Simplicity in design eliminates unnecessary cost and complexity and provides substantial operating benefits. Some concepts in simplifying electrical system design include: reducing the number of layers in the electrical distribution system; eliminating unnecessary tie circuits; eliminating multiple circuit breakers of the same or similar ratings in series; providing fully selective overcurrent protective device coordination; and providing enhanced labeling and color coding.
Reducing the number of layers in the electrical distribution system makes it easier for staff to understand the system and boosts confidence in operating it. It also lowers the initial cost, reduces space required, and simplifies selective overcurrent protective device coordination.
Eliminating unnecessary tie circuits is another effective minimization strategy. Not using multiple circuit breakers of the same or similar ratings in series simplifies selective overcurrent protective device coordination.
If the circuit breaker is needed only as a disconnect, then it should be supplied with a non-automatic trip unit. Fully selective overcurrent protective device coordination increases availability and reduces staff confusion when a device trips.
Only the device immediately upstream of the fault or overload should trip. Providing clear, concise, and complete labels and color-coding improves staff training and confidence.
Sustainability should be designed into every project to minimize the owner’s total cost of ownership (TCO) for the fm. Since the cost of electricity continues to escalate at a rate that exceeds inflation, it is not appropriate to base TCO calculations on today’s electricity costs. Projections based on that number will already be out of date when the data center goes online.
Particular sustainable opportunities in the power system are: newer UPS technology with increased efficiency; UPS systems arranged for increased efficiency; equipment specified for peak efficiency at normal operating load; 575 VAC distribution rather than 480 VAC; 100% rated circuit breakers; and DC distribution at greater than 48V.

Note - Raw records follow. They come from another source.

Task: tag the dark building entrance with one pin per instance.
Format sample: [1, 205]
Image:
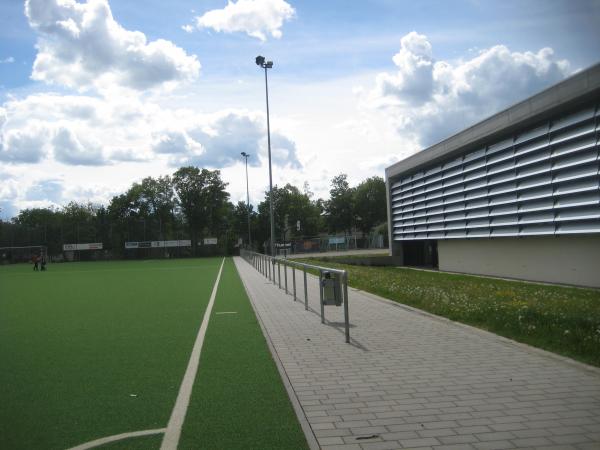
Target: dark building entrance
[420, 253]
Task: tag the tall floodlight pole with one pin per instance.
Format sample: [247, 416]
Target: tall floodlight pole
[260, 61]
[246, 156]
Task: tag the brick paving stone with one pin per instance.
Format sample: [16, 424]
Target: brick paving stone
[494, 445]
[407, 374]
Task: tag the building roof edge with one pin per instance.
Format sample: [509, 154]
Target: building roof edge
[574, 89]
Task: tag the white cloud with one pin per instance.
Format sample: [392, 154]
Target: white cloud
[28, 145]
[429, 100]
[80, 45]
[257, 18]
[69, 148]
[217, 140]
[84, 130]
[46, 190]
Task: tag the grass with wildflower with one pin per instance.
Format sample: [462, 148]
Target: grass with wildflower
[564, 320]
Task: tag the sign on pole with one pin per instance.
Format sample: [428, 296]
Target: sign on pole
[88, 246]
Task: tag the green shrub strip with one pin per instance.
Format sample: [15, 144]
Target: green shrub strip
[564, 320]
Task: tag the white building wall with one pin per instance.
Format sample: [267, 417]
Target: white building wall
[553, 259]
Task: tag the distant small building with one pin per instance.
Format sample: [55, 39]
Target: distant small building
[516, 195]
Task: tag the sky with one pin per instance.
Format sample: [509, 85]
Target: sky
[96, 95]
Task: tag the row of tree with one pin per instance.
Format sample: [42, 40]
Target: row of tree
[193, 204]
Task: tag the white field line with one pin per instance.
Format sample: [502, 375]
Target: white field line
[173, 432]
[117, 437]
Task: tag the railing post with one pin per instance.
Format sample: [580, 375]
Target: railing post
[294, 280]
[305, 290]
[346, 313]
[321, 296]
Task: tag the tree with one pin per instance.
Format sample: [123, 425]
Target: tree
[370, 204]
[203, 200]
[340, 207]
[290, 207]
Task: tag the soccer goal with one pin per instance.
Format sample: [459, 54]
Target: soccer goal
[12, 255]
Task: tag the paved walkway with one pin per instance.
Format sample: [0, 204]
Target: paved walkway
[409, 380]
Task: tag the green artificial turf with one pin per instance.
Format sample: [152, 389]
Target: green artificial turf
[89, 350]
[561, 319]
[238, 400]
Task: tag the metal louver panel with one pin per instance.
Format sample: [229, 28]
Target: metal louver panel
[541, 181]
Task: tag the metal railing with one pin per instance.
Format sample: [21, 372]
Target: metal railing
[270, 268]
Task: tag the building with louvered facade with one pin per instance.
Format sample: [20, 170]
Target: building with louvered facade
[516, 195]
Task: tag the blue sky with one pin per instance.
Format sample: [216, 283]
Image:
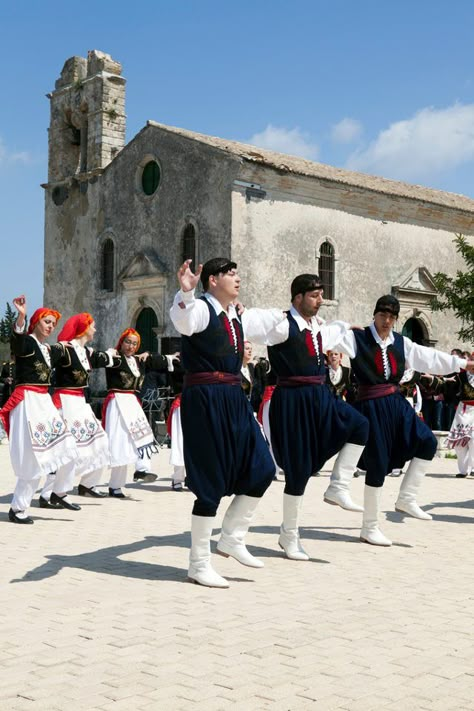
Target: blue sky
[385, 88]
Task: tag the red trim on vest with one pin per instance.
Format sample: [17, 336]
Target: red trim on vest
[17, 396]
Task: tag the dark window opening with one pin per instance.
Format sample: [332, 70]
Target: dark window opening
[60, 194]
[189, 245]
[150, 177]
[108, 265]
[146, 326]
[326, 269]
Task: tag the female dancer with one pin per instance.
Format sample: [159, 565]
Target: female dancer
[72, 377]
[39, 440]
[127, 427]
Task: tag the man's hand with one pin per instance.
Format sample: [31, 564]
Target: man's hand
[470, 365]
[187, 280]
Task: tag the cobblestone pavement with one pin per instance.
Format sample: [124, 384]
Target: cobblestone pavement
[96, 612]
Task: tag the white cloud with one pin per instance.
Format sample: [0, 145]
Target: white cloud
[430, 143]
[286, 140]
[346, 131]
[7, 157]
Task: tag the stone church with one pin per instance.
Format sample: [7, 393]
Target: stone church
[120, 218]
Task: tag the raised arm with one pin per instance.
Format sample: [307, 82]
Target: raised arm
[188, 314]
[433, 361]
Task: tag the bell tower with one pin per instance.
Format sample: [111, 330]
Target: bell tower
[87, 124]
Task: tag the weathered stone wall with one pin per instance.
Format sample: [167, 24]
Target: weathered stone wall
[195, 185]
[278, 237]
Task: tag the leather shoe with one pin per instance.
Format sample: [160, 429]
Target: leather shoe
[144, 476]
[116, 493]
[45, 504]
[63, 503]
[89, 491]
[14, 518]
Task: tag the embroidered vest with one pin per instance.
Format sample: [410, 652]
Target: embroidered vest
[301, 354]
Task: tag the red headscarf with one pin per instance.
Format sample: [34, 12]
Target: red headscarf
[75, 327]
[42, 313]
[128, 332]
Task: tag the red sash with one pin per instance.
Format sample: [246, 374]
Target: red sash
[267, 395]
[216, 377]
[17, 396]
[371, 392]
[174, 406]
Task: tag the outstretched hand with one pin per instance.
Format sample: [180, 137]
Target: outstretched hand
[187, 280]
[19, 302]
[470, 365]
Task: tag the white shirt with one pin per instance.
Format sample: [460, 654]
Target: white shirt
[421, 358]
[190, 315]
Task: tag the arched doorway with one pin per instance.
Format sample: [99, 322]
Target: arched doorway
[146, 322]
[414, 330]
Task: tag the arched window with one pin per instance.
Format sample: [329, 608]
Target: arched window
[189, 244]
[107, 267]
[146, 324]
[326, 269]
[151, 177]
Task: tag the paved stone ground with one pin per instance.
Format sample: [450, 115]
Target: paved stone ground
[96, 612]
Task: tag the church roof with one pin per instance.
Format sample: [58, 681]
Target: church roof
[300, 166]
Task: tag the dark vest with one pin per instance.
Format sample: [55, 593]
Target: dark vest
[466, 390]
[298, 355]
[367, 366]
[69, 371]
[214, 348]
[120, 377]
[30, 365]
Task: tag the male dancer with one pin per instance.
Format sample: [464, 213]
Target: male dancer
[309, 425]
[224, 451]
[379, 357]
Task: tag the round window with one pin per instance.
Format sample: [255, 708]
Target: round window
[150, 177]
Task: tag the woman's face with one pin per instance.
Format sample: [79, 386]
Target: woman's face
[89, 334]
[44, 328]
[129, 346]
[247, 352]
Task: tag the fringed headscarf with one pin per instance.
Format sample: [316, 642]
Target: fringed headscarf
[42, 313]
[75, 327]
[128, 332]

Today’s large capacity, double conversion static UPS systems work at less than 92% peak efficiency. New double conversion technologies operate at above 94% peak efficiency, and other technologies promise above 98% peak efficiency. Depending on power usage effectiveness (PUE) the data center, every watt reduction in UPS losses cuts data center demand by 1.6 to two watts.
Each UPS system in a system + system (or 2N) arrangement should never normally operate at more than 50% capacity and frequently operate at 25% capacity or lower. When at 25% capacity or lower, the operating efficiency will be approximately 88%.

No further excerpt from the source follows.